Australian Endangered Plants: Matchstick Banksia

Banksia cuneata is a native Australian plant with recognisable flowers known for their vibrant pink colour.  The plant also goes by the name of Matchstick banksia after the shape of the spindles found on the flowers.  Sadly, Banksia cuneata is currently classified as critically endangered after a 1982 study found that only 5 populations containing around 450 plants are left.  This number has since risen due to conservation efforts but as the plant is highly susceptible to damage from climate change and human intervention, not enough regeneration has yet occurred to ensure its survival.  The plant is native to the south western part of Western Australia.
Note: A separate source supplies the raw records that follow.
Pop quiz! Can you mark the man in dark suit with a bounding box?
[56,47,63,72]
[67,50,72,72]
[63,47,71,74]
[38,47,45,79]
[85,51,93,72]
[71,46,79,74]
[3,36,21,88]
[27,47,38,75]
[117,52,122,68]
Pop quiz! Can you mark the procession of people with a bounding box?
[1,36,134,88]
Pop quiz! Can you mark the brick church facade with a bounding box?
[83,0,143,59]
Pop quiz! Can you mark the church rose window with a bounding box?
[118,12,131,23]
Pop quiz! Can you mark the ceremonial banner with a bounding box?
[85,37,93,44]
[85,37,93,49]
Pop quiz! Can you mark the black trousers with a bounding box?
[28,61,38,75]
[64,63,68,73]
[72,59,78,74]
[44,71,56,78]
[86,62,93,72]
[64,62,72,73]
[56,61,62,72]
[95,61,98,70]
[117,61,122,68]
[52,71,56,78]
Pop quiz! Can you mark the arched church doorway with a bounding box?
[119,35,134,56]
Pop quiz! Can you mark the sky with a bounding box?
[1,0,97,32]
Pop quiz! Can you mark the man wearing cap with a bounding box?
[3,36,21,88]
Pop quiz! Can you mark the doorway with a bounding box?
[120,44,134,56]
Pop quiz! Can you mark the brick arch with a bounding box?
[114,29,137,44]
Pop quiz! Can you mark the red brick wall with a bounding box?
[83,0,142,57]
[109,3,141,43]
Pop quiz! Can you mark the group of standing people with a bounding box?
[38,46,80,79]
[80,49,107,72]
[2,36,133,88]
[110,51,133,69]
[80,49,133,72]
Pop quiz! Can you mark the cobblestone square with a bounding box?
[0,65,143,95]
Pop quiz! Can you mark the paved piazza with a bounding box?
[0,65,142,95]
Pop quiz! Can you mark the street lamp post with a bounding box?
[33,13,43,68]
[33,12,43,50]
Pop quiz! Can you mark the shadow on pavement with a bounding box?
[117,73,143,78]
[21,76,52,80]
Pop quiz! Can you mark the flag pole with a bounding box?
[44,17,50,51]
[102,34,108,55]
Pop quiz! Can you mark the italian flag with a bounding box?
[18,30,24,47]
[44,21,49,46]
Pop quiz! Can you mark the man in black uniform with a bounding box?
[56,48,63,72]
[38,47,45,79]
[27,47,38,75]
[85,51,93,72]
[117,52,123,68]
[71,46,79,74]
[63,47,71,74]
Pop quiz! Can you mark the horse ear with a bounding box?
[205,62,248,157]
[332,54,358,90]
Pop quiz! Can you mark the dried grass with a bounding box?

In the 1930s, up to 93% of the wheatbelt where Banksia cuneata is found was cleared for land.  Unfortunately, this is why a full regeneration hasn’t been possible for Banksia cuneata as the deep yellow sand favoured by the plant occurs only in patches in this particular part of Australia.  On top of this, Banksia cuneata is susceptible to fire damage from bush fires and introduced pests such as rabbits.  Interestingly, the seeds are only released following fire however need sufficient time in between fires for the young seedling to grow.  With rising temperatures and increased bushfires, this of course hasn’t been possible, decimating the population.  Conservation efforts are still underway with farmers coming on board and fencing off areas and restricting entry of rabbits.  Still, more needs to be done to protect this beautiful native Australian plant.